Is Build Back Better Born Again?

Share this post

Looking at Build Back Better – Part 2

In a surprise to most everyone, Senate Majority Leader Chuck Schumer, D-N.Y., and Sen. Joe Manchin, D-West Virginia, announced the Inflation Reduction Act of 2022 (or is it Build Back Better Redux), a proposed reconciliation bill. Manchin is known for blocking previous attempts to pass Build Back Better, which was more extensive in scope.

There does not appear to be all that many provisions that would have a direct impact on most individuals. Some provisions will impact specific taxpayers, both corporate and individual, as well as those concerned about drug pricing and energy and climate incentives. The main areas of the proposed legislation include:

  • 15% corporate minimum tax on company book/financial statement income;
  • Additional funding for the IRS;
  • Changes to the carried-interest tax break;
  • Health care changes (prescription drug pricing and Affordable Care Act extension); and,
  • Incentives for renewable and clean energy.

How Do These Build Back Better?

Looking at the minimum tax. It would only affect a relatively small number of corporations —those with more than $1 billion in revenue. Only about 200 corporations are that size, and many of them already pay more than 15% in tax. There will have to be significant regulations before we know how it will work. The idea behind the tax is that everyone should contribute and pay at least 15%.

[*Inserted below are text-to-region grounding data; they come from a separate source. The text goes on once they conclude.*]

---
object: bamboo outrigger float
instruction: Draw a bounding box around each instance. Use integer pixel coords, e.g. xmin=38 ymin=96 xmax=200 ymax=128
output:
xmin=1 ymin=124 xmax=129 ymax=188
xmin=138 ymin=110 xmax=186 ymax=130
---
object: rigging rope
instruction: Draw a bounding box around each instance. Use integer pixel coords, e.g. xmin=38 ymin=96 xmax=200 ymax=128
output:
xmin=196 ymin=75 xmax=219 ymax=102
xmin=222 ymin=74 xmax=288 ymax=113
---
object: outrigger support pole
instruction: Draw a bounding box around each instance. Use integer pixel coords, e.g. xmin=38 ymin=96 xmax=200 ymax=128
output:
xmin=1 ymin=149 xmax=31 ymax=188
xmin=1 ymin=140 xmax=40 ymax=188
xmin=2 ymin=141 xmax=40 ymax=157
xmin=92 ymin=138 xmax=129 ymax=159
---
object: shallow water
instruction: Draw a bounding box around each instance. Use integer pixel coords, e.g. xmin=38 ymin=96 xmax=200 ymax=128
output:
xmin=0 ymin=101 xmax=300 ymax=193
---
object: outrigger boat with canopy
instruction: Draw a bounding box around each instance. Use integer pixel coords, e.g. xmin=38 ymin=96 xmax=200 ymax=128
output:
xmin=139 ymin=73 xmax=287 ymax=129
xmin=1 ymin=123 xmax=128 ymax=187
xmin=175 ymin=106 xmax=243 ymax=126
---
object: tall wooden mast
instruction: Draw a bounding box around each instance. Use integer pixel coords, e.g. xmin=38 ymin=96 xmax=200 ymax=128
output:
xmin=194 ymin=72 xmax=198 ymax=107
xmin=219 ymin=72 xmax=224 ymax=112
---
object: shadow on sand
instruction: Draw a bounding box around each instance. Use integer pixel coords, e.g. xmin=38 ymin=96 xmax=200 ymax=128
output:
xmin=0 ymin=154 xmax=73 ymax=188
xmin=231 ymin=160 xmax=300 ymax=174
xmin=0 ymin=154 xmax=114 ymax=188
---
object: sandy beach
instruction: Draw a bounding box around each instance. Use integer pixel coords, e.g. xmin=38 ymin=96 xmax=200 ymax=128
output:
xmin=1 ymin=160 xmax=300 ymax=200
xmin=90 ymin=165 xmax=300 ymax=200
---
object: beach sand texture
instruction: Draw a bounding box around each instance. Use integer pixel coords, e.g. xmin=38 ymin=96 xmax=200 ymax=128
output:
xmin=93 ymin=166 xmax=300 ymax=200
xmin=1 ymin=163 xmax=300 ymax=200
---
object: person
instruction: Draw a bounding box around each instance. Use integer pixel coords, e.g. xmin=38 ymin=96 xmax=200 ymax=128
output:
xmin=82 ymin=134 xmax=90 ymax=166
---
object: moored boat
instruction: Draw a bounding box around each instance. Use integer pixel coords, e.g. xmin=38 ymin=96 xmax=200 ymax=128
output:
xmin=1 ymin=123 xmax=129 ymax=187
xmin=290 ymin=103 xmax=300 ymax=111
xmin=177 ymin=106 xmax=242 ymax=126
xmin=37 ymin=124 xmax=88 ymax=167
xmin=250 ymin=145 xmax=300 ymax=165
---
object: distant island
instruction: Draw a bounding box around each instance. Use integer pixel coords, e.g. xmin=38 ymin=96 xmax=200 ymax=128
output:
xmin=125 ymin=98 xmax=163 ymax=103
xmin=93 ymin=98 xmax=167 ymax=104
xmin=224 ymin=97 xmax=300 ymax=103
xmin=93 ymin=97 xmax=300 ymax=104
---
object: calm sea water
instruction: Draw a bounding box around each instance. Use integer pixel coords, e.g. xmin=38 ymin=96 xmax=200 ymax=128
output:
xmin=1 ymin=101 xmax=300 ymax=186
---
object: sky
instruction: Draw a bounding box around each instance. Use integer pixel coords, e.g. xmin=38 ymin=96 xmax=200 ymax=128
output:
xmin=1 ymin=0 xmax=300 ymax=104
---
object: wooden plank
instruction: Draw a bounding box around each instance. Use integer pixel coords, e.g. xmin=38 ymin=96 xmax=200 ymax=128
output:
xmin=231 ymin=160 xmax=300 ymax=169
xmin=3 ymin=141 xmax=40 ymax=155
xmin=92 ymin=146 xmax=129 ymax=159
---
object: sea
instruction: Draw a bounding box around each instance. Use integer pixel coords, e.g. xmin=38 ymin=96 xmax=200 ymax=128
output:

The IRS funding goes toward enhancing governmental enforcement by increasing tax examinations for corporations as well as high-income individual taxpayers, In addition is will be used to improve IRS customer service and modernize technology.

The idea behind the carried-interest changes would be to eliminate favorable capital gain rates for private equity and hedge fund manager income. It would subject it to ordinary tax rates as high as 37%.

The biggest impact for the average tax practitioner will be the increased funding for the IRS. A big part of why it’s in there is to help pay for the climate change provisions, through increased enforcement and compliance. It will also help the IRS modernize their systems, and work more efficiently.